Despite of the criticism above, one can still learn a lot from this book. I’ve been working with Liferay for a several years and still was able to learn a few new things. Assuming you’re a big boy/girl who does not need to be hand-holded and you don’t mind digging into 3rd parties source codes to explore things by yourself - you may find this book a pretty good reference. In fact you may discover Liferay has some features you never thought you’ll find in a portal. So let me point out some of the things that may make this book worth buying :

  • The ServiceBuilder chapter is quite good. Besides the basics it will also explain
    • what are reserved table and column names and how to add your own
    • how to handle ID fields and what types of identifiers one can use
    • how to extend ServiceBuilder to support, for example, BigDecimal
    • how to configure “fast development” so you don’t have to manually redeploy all the time
  • The Generic MVC portlets chapter also explains some useful but less known features like:
    • now AJAXable portlets are loaded and what render weight is used for
    • how to use direct JSP servlet to bypass FilterChain for specific resources
    • how to use model hints to fine tune entity fields
    • how to use dynamic and custom queries
  • Other sections that only give you the basics but point out an interesting subject once you start looking for more information by yourself, will tell you about:
    • Liferay sandbox and sandbox deployer - a cool new feature in 6.1
    • Class loader proxy and how to share plugin services.
    • How text is extracted from binary files (like DOC, XLS, PDF, ..) and what OCR tools are or can be used
    • How to use (and add your own) tokens in journal articles
    • How content indexing, faceted search and open search work

Of course this is by far not the complete list. It’s just an attempt to extract the topics which can draw the attention of an average Liferay developer. But the truth is, unless you are a “Liferay Legend” (if you use Liferay forums you know what I mean) you’ll probably learn something new from this book. And for those of you who started working with Liferay not so long ago, there may be even some big surprises waiting around the corner.

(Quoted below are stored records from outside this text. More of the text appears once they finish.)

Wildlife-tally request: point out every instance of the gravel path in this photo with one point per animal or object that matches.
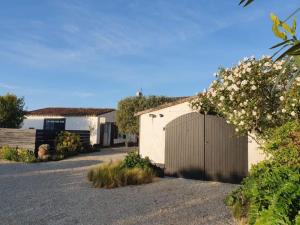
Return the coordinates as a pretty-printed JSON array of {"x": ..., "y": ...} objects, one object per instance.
[{"x": 58, "y": 193}]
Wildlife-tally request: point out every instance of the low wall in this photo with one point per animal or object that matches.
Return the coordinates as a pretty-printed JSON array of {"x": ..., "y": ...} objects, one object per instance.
[{"x": 22, "y": 138}]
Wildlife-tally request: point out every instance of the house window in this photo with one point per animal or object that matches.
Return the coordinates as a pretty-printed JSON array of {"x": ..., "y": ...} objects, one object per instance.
[{"x": 54, "y": 124}]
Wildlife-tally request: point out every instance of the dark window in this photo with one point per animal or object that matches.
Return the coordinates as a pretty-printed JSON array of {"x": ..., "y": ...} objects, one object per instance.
[{"x": 54, "y": 124}]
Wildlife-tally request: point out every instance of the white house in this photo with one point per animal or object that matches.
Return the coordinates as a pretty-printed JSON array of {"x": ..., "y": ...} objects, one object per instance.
[
  {"x": 154, "y": 123},
  {"x": 99, "y": 121}
]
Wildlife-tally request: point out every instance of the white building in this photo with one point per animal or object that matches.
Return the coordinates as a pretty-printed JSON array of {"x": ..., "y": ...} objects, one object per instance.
[{"x": 99, "y": 121}]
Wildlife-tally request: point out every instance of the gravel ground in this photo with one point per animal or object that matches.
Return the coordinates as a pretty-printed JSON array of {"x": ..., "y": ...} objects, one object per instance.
[{"x": 58, "y": 193}]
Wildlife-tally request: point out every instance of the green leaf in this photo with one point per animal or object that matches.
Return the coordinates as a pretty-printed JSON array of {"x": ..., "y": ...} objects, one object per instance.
[
  {"x": 275, "y": 27},
  {"x": 278, "y": 33},
  {"x": 287, "y": 28},
  {"x": 294, "y": 26},
  {"x": 246, "y": 2},
  {"x": 280, "y": 44},
  {"x": 291, "y": 50}
]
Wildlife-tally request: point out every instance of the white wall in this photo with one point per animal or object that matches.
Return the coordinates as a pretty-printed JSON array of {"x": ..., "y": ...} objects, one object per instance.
[
  {"x": 152, "y": 134},
  {"x": 90, "y": 123},
  {"x": 84, "y": 123},
  {"x": 108, "y": 117}
]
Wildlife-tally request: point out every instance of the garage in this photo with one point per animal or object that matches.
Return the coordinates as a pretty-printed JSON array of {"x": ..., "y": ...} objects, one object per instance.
[{"x": 192, "y": 145}]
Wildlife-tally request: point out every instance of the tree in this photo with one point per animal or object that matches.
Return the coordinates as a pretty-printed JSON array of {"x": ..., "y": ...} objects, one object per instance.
[
  {"x": 282, "y": 30},
  {"x": 126, "y": 120},
  {"x": 11, "y": 111}
]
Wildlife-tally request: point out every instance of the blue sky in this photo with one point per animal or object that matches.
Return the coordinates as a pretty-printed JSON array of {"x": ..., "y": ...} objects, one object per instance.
[{"x": 92, "y": 53}]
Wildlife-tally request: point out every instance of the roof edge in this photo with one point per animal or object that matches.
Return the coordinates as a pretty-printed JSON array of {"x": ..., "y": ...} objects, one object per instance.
[{"x": 166, "y": 105}]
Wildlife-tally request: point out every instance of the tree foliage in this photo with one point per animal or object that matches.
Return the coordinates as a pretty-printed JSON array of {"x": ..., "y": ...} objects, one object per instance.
[
  {"x": 285, "y": 32},
  {"x": 126, "y": 121},
  {"x": 11, "y": 111},
  {"x": 253, "y": 95}
]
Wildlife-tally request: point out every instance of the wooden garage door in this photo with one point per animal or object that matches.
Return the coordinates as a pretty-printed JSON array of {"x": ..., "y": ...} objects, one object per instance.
[
  {"x": 184, "y": 155},
  {"x": 205, "y": 147},
  {"x": 226, "y": 154}
]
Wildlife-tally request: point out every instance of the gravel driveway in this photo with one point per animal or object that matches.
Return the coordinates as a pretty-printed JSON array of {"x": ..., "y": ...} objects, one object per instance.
[{"x": 58, "y": 193}]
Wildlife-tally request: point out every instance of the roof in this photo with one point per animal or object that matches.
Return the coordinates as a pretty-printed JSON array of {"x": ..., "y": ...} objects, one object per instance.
[
  {"x": 56, "y": 111},
  {"x": 169, "y": 104}
]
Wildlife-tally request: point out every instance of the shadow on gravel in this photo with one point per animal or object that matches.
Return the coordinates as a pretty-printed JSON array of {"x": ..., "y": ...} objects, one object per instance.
[{"x": 19, "y": 168}]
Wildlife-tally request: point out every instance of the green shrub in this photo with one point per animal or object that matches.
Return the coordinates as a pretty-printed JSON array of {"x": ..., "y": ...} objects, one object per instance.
[
  {"x": 18, "y": 155},
  {"x": 271, "y": 192},
  {"x": 133, "y": 159},
  {"x": 26, "y": 156},
  {"x": 68, "y": 143},
  {"x": 113, "y": 175},
  {"x": 8, "y": 153}
]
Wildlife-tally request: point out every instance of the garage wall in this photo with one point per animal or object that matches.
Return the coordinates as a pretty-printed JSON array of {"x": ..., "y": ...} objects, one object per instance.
[{"x": 152, "y": 134}]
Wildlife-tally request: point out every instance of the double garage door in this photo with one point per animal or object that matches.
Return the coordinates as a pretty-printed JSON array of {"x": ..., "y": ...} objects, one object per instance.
[{"x": 205, "y": 147}]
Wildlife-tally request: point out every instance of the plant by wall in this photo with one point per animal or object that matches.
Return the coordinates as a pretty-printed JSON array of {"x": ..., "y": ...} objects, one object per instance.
[
  {"x": 271, "y": 193},
  {"x": 17, "y": 155},
  {"x": 68, "y": 143},
  {"x": 250, "y": 95},
  {"x": 126, "y": 120}
]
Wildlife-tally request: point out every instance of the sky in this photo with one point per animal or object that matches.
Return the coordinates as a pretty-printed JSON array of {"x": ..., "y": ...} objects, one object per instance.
[{"x": 92, "y": 53}]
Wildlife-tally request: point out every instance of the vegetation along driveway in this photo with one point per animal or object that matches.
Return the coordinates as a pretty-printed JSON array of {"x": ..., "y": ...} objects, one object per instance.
[{"x": 59, "y": 193}]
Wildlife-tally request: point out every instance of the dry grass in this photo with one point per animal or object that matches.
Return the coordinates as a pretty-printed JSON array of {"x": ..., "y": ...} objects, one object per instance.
[{"x": 113, "y": 174}]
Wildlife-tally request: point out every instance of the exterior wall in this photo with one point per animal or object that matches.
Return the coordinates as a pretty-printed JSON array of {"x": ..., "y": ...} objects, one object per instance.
[
  {"x": 84, "y": 123},
  {"x": 72, "y": 123},
  {"x": 108, "y": 117},
  {"x": 255, "y": 154},
  {"x": 152, "y": 134},
  {"x": 36, "y": 122}
]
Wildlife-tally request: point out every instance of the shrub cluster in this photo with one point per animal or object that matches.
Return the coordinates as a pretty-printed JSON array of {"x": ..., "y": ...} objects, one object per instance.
[
  {"x": 17, "y": 154},
  {"x": 253, "y": 95},
  {"x": 133, "y": 159},
  {"x": 271, "y": 192},
  {"x": 133, "y": 170},
  {"x": 113, "y": 175}
]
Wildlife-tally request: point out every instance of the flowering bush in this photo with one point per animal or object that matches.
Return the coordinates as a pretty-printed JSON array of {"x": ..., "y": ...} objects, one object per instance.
[{"x": 250, "y": 95}]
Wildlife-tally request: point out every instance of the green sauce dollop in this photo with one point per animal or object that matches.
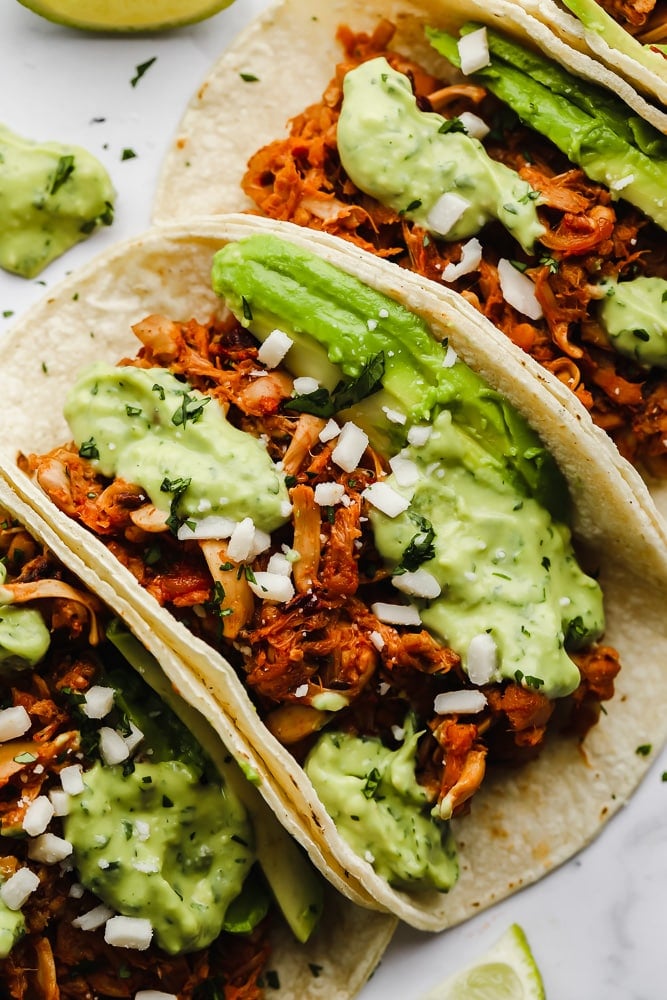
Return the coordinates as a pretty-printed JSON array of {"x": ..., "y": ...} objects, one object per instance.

As usual, whether the book is good or bad you’ll have to decide by yourself. I was just trying to get you prepared for what is inside. Hopefully you can adjust your expectations to avoid disappointments. Also, please note, this review is subjective and influenced by what I already know about Liferay and what is my vision of how a book should look like. So before you make any decision, please read the sample chapter and look for other opinions.